Boot from (hd0,0) ext3 ...<UUID>...
Starting up ...
Loading, please wait ...
<CLEAR SCREEN>
usb 2-1: device not accepting address 2, error -71
usb 2-0:1.0: unable to enumerate USB device on port 1


After rebooting from a rescue environment, I checked /boot and saw that
initrd.img-2.6.27-9-generic had been changed by synaptic. Luckily, I had
backed up the previous version of initrd.img-2.6.27-9-generic, so I renamed
the bad one and was able to boot from the previous version.

This error is completely repeatable. However, my hard disk is
luks-encrypted, so no logs are saved in /var/log. I do see other copies of
these same error messages in /var/log/syslog (from a successful boot into my
luks-envryped LVM root disk).

So, my questions:

What caused this error?
How can I help debug this error?
How can I fix it other than by using a previous version of initrd.img?
How can I tell which changes were made to initrd.img-2.6.27-9-generic
that caused it to fail to be able to boot? I presume the changes were made
because of newly loaded modules, but maybe it's something else. Is there
something I can diff between the two versions of initrd.img?


Thanks in advance!

John Wiersba
January 30th, 2009, 03:06 AM
I've solved the problem and filed a bug report: https://bugs.launchpad.net/ubuntu/+source/edubuntu-artwork/+bug/323011

Here's the history:

My laptop has two partitions: boot and a LUKS-encrypted LVM partition.

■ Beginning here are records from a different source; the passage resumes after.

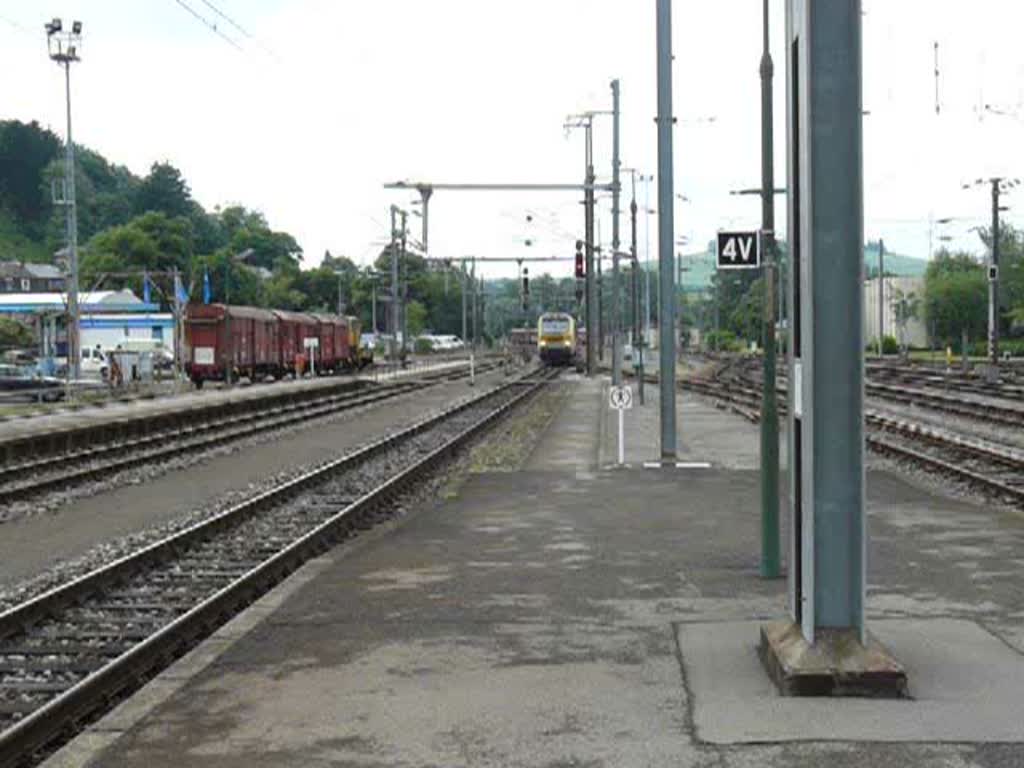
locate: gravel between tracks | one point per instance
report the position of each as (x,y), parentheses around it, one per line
(44,550)
(48,502)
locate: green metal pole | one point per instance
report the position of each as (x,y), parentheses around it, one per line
(770,554)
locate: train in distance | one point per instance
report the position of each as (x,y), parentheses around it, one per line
(257,343)
(557,343)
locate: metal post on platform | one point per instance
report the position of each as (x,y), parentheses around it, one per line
(592,299)
(616,297)
(770,554)
(824,648)
(993,282)
(403,303)
(666,238)
(393,342)
(826,361)
(639,339)
(882,298)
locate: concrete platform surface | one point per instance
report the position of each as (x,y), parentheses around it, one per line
(967,686)
(570,615)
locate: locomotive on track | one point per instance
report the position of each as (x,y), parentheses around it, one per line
(556,338)
(258,343)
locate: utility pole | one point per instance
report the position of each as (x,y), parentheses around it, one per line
(465,338)
(993,281)
(373,303)
(473,284)
(646,254)
(599,256)
(639,339)
(591,280)
(229,347)
(177,327)
(616,299)
(62,47)
(882,297)
(770,538)
(483,309)
(394,286)
(404,290)
(666,238)
(999,185)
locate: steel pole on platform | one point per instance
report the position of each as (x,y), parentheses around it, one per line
(993,281)
(666,263)
(393,345)
(770,554)
(826,353)
(592,317)
(616,296)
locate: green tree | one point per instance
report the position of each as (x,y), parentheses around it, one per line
(955,297)
(26,151)
(906,307)
(164,190)
(13,335)
(153,242)
(416,317)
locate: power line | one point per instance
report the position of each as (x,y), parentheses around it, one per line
(208,24)
(239,27)
(15,25)
(226,17)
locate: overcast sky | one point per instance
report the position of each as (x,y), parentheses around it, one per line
(328,99)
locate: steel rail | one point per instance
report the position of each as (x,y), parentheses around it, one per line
(79,441)
(210,434)
(84,697)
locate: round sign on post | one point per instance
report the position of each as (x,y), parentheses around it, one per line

The problem started a few days back. After installing a number of new packages with synaptic and rebooting, grub hung before asking for my LUKS passphrase. So, I knew the problem had to be in one of the changed files in /boot (since my LUKS-encrypted partition hadn't been unlocked yet). Investigation showed that only initrd.img-2.6.27-9-generic had changed. I restored initrd.img from a backup and was able to boot.

Two days ago, Update Manager installed a new kernel 2.6.27-11 which contained changes to every file in /boot (System.map, abi, config, initrd.img, vmcore, vmlinuz) and again I was unable to boot into the new kernel (it aborted with a different error message before asking for my LUKS passphrase). After fixing up /boot/grub/menu.lst, I was able to boot into my old kernel.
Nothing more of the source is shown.